I know that I’ll feel better in a few days because I’ve done this before but GAK!  Those few days are no fun!

I hope that all of you out there are having a better start to the year than I am!

December 16, 2006

The Blink Of An Eye

Filed under: Mommy Life, Things We Do To Get Through the Day — The Mommy @ 7:25 pm

The Tater Tot and I are on a road trip to Grandma and Grandpa’s house this weekend.  As I was driving the two hours to get here, it occurred to me that my whole life could change in the blink of an eye.  One intentionally reckless or inattentive driver, road hazard, etc. could change everything.  As I realized this I also realized that there are millions of parents driving around in denial on purpose.  Personally, if I let myself indulge in the realization of all of the potential hazards in our lives, I would never leave the house.  I would be completely lost without The Tot and if anything happened to her, God forbid, I don’t know what I would do.  So I strap her in her car seat, pay close attention to everything around me, and go on in denial that anything will happen to us.  It’s just easier that way.  Otherwise I would be paralyzed with fear and that’s no way to go through life (or raise a Tot!).

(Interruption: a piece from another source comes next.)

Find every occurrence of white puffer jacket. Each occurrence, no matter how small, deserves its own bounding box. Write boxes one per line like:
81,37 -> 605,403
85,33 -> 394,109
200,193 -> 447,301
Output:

On to more uplifting topics.  We went to visit a friend of The Mommy’s today that lives near Grandma and Grandpa and The Tater Tot got to meet her two kids!  It was a short visit but we had fun!  It was nice for her to be around other kids… gotta do that more often.

November 26, 2006

Coffee. Coffee. Coffee. Coffee.

Filed under: Things We Do To Get Through the Day — The Mommy @ 9:38 am

Wowit’sbeenareallyreallylongtimesinceTheMommyhashadanycaffeine andthiscoffeeisgood! I’mkindofscaringTheDaddyrightnowbecauseI’vehadacupandahalfandI’mreallyreally wirednow…  I’mreallyreallyconsideringmakingthisadailyhabitbecauseIhadforgotten howfunacoffeebuzzcouldbe!